I noticed the fans were not spinning when I looked at the 4080 in my bag. It had cycled down entirely, so the heat pipe passthrough systems have been working well. However, it still sounds like the 4080 when it starts up to play a game. As some might be curious, I pulled out my audiometer to check where the cards were sitting at 41dB when loaded. According to I.A.C. Acoustics, this is often associated with “quiet library sounds.” My case is approximately 2 feet from my seat, so I should hear this card spin up. But even with the case off, it doesn’t.
This card will undoubtedly be compared to the 4090, so the price is essential. The 4090 and 4080 have a 10-15% performance drop, while the 4080 has a 25% price reduction. Although some of this is attributed to Windows 11’s garbage code — we’ll be rerunning these on Windows 10 shortly. As such, the 4090 was shipped at $1599, and the 4080 will retail for $1199. It is roughly the same price as AMD’s Radeon RX7900 XTX with an M.S.R.P. of $999. Although I don’t own any AMD cards, they suggest 72fps for Cyberpunk using their slide deck. However, they don’t specify the settings. I got an F.P.S. average for the 4080 with D.L.S.S. at 101 and 70 with R.T. at maximum settings. These two seem to be going head-to-head.
It is important to remember that these prices are driven not by greed but by market realities. T.S.M.C., a chip manufacturer, has raised its prices across the board. They supply chips to N.V.I.D.I.A. and AMD as well as N.V.I.D.I.A. and Intel. This price is likely the tip of the iceberg. While I do not intend to make any value judgments for you, I will acknowledge that this price is higher than the 4090. It is essential to be clear about how much this price will get you.
I said that I love the borders between generations.
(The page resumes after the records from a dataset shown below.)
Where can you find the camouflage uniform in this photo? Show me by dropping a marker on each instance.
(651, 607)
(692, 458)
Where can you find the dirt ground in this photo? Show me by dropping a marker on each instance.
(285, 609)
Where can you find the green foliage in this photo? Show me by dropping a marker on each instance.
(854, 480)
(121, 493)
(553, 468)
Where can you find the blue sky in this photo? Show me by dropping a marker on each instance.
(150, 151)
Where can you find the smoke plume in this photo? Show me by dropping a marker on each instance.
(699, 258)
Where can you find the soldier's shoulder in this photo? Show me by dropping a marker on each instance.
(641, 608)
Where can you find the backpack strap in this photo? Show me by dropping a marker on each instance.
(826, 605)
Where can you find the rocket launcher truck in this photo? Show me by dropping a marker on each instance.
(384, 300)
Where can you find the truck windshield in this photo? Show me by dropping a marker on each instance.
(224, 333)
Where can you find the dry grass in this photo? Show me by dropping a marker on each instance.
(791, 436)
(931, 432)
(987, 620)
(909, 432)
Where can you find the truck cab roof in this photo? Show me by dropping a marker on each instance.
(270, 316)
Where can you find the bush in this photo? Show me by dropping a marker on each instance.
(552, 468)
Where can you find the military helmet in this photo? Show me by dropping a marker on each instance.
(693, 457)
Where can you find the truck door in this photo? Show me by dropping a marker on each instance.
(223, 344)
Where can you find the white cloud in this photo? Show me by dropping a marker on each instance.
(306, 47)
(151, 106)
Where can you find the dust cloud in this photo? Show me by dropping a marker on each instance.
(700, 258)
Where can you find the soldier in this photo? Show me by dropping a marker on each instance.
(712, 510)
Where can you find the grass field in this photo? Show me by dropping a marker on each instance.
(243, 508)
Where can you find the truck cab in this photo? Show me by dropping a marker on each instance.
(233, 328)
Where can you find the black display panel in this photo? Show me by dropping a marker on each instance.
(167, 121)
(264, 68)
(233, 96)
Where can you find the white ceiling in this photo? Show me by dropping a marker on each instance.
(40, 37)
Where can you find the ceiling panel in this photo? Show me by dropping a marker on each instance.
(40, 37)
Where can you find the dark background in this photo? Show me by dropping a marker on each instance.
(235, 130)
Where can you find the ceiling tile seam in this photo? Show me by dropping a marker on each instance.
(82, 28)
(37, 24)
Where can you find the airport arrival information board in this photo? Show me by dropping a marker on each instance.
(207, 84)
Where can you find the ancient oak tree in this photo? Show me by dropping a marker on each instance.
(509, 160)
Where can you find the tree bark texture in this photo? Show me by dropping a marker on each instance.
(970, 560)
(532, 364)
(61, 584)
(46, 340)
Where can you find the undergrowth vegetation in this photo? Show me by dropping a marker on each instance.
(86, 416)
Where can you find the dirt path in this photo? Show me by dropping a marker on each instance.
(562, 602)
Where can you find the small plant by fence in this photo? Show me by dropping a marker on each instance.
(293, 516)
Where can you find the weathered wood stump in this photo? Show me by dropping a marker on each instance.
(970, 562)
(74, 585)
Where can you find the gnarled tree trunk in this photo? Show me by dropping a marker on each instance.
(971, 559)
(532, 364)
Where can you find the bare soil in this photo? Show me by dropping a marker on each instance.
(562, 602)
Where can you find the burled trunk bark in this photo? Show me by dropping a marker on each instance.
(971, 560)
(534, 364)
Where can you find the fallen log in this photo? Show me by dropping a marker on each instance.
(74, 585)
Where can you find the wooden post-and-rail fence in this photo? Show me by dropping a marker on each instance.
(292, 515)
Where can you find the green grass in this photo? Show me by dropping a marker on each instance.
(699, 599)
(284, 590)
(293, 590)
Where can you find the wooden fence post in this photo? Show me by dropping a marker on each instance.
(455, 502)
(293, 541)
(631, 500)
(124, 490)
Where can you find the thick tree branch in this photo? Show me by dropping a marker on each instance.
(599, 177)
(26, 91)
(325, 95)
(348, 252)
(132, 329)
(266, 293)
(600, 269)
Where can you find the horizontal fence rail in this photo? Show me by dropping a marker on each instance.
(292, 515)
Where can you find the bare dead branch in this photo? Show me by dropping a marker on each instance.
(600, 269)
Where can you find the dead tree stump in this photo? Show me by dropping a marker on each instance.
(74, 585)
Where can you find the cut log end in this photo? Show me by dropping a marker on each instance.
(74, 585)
I’ll explain why as we get to the end of the review. There are many ahhs and ahhs about shiny new gear. But these moments are the beginning of improvements. D.L.S.S. 3 was new when we benchmarked it against the 4090. We’ve seen major technology updates and a significant increase in the number of games that support the new technology since the launch of the 4080. DLSS 2.0 continues its growth. DLSS 2.0 will become more important as we get to lower-end cards. It will make the difference between running them at high framerates or not.
To predict the age of this card, we can look back at some historical data. We can see that the RTX 3080 T’s scores at launch, and again today, have improved by 30-40%. The 4000 series is now in its next generation. There’s also an abundance of support for AI-driven innovations.